The evolution of the Internet has intrigued us in many ways. From voice-over-internet to video conferencing and from virtual reality to entering into the metaverse, the new-age communication technology has not failed to amaze us as it has become an integral part of the fabric of our lives.
As we wrap our heads around the unceasing advancement in the communication system, a new lingo is entering time and again in the connectivity narrative, i.e. Web3.0.
The term was first coined in 2014 by computer scientist Gavin Wood who is the co-founder of Ethereum and creator of Polkadot and Kusama. As a proponent of blockchain technology, he also founded the Web3 Foundation, a nonprofit organization focusing on decentralised internet infrastructure and technology.
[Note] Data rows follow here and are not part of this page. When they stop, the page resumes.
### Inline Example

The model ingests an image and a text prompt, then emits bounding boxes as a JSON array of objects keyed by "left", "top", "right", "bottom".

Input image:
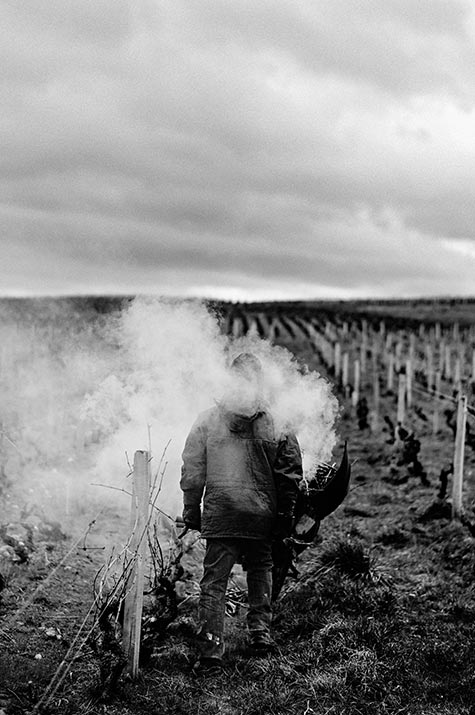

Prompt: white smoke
[
  {"left": 0, "top": 298, "right": 339, "bottom": 519},
  {"left": 86, "top": 298, "right": 339, "bottom": 515}
]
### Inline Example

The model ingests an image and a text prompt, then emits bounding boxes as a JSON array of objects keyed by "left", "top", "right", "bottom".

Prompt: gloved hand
[
  {"left": 183, "top": 506, "right": 201, "bottom": 531},
  {"left": 272, "top": 512, "right": 294, "bottom": 540}
]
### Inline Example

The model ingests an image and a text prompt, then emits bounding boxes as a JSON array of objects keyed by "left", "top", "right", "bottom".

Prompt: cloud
[{"left": 0, "top": 0, "right": 475, "bottom": 297}]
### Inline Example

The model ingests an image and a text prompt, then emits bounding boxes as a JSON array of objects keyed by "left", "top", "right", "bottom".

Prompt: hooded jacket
[{"left": 180, "top": 405, "right": 302, "bottom": 539}]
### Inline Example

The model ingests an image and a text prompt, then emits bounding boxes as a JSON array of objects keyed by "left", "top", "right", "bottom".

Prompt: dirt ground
[{"left": 0, "top": 322, "right": 475, "bottom": 715}]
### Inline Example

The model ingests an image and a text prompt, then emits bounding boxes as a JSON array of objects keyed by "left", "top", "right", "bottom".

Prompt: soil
[{"left": 0, "top": 304, "right": 475, "bottom": 715}]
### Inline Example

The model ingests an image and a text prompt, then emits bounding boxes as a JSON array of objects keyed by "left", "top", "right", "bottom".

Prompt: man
[{"left": 180, "top": 353, "right": 302, "bottom": 670}]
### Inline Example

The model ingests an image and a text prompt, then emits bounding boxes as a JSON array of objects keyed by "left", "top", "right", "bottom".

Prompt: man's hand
[
  {"left": 272, "top": 512, "right": 294, "bottom": 540},
  {"left": 183, "top": 506, "right": 201, "bottom": 531}
]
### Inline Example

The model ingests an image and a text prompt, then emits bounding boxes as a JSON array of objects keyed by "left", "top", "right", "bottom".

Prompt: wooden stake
[
  {"left": 341, "top": 353, "right": 349, "bottom": 394},
  {"left": 387, "top": 353, "right": 394, "bottom": 391},
  {"left": 406, "top": 360, "right": 412, "bottom": 408},
  {"left": 122, "top": 452, "right": 150, "bottom": 678},
  {"left": 452, "top": 395, "right": 467, "bottom": 519},
  {"left": 426, "top": 344, "right": 434, "bottom": 390},
  {"left": 432, "top": 370, "right": 442, "bottom": 435},
  {"left": 444, "top": 345, "right": 452, "bottom": 380},
  {"left": 396, "top": 372, "right": 406, "bottom": 425},
  {"left": 334, "top": 343, "right": 341, "bottom": 381},
  {"left": 351, "top": 360, "right": 361, "bottom": 407}
]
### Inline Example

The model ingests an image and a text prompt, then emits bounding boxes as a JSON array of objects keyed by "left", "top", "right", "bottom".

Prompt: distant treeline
[{"left": 0, "top": 295, "right": 475, "bottom": 327}]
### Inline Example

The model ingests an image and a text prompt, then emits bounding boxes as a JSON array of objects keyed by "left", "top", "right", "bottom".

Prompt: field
[{"left": 0, "top": 298, "right": 475, "bottom": 715}]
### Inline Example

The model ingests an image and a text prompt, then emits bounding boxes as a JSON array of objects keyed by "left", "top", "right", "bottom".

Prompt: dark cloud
[{"left": 0, "top": 0, "right": 475, "bottom": 295}]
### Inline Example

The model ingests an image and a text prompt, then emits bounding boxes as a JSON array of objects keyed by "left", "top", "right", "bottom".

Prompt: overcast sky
[{"left": 0, "top": 0, "right": 475, "bottom": 300}]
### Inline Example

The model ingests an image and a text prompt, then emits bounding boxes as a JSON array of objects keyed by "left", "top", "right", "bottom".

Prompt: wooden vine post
[
  {"left": 396, "top": 372, "right": 406, "bottom": 425},
  {"left": 452, "top": 395, "right": 467, "bottom": 519},
  {"left": 122, "top": 452, "right": 150, "bottom": 678}
]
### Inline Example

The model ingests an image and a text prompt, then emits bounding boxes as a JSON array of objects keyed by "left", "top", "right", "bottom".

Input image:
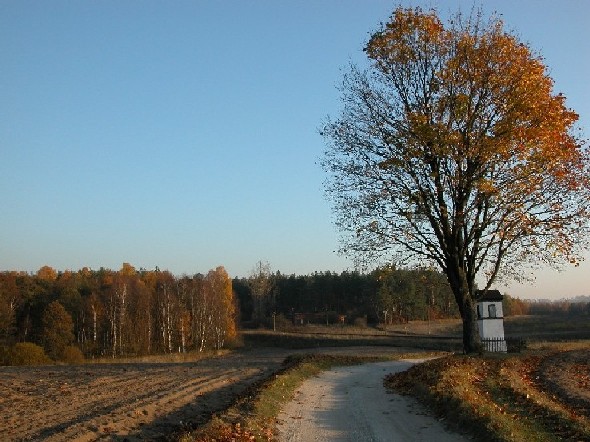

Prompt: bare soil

Web3 is seen as a decentralized and more democratic version of the current web 2.0 internet that is free from the dominance of tech giants such as Facebook, Google, Amazon, and Microsoft who have a strong influence over the internet. For instance, Meta, which also owns Instagram and WhatsApp, has 3.5 billion users across its networks. Over 50% of global online ad spending goes through Meta or Alphabet. Google has over 60% share in the United States and more than 90% in Europe, Brazil, and India in the search engine market. Apple’s annual profit beat Starbucks in revenue. Microsoft ranks among the top 3 vendors to 84% of businesses. And Amazon takes in more than 40% of online spending in the United States and runs nearly one-third of the internet through Amazon Web Services. Collectively, the Big Five earned an income of about $197 billion on revenue of more than $1 trillion in 2020, while their market cap rose to $7.5 trillion by year’s end.
In 2019, European authorities fined Google a whopping 1.5 billion euros for antitrust violations in the online advertising market, stating that the tech giant violated antitrust rules by enforcing unfair terms on companies that used its search bar on their websites in Europe. Europe has been vocal about the role of the big tech platforms and whether their size and power are unfairly influencing competition.
Just a promise in theory?
Web 3 version of the internet will be backed by the principles of blockchain technology – a system that represents a digital ledger of transactions that is duplicated and distributed across the entire network of computer systems on the blockchain. It is accessible yet immutable.
Web3 will champion the use of algorithm that introduces a highly advanced, open governance system, allowing networks to innovate and grow at a much more rapid pace than legacy networks. Applications from decentralized finance and energy to IoT and gaming will thrive on such network infrastructure, challenging the centralized platforms of Web 2.0. Open-source software developers are working on to build innovative new technologies that help deliver the decentralized Web 3.0 vision.
The proponents of Web3 are doing all they can to generalize their blockchain-building framework to provide a neutral foundation upon which other developers can build the application they want in a way they want it.
Another supporter of Web 3 has come from an unexpected quarter such as China as they have implemented a blanket ban on digital currencies which are deemed as the pillars of the viability of a decentralized ledger system. The director of the Science and Technology Supervision Bureau of China’s Securities Regulatory Commission, Yao Qian has recognized the significance of the evolving tech and how the transition from Web2 to Web3 is crucial.
Yao predicts that Web3 will reconstruct the organizational form and business model of the internet economy to greatly improve the existing internet ecosystem. He believes that Web3 will effectively solve the problems of monopoly, lack of privacy protection, and malicious algorithms in the Web2 era, and make the internet more open, inclusive, and secure. Yao has called Web3 a three-dimensional holographic internet that would be inclusive and interconnected.
Web3 supporters argue that the technology will allow companies such as Twitter to be the platform for free speech around the globe through the adoption of an open protocol system and revolutionize the internet again by letting everyone, and not just big companies, earn money and have control over the things they do online.
Principles of competitive advantage
As of now, countries around the world are still trying to find out ways to regulate cryptocurrencies, NFTs and related technologies and Web3 is increasingly becoming a part of that conversation.
Wood admits that it will be difficult for authorities to regulate the Web3 services themselves and suggests that it could be in an app’s “own self-interest” in terms of their product to bring in rules that align with regulators. He added that regulators might look to regulate the “users of the service rather than the service itself.”
If Web3 can fulfill the needs of the future in a manner that would never be fulfilled by centralized service providers to provide that competitive advantage, will there be takers? If cryptocurrencies are this close to going mainstream, would Web3 be far behind?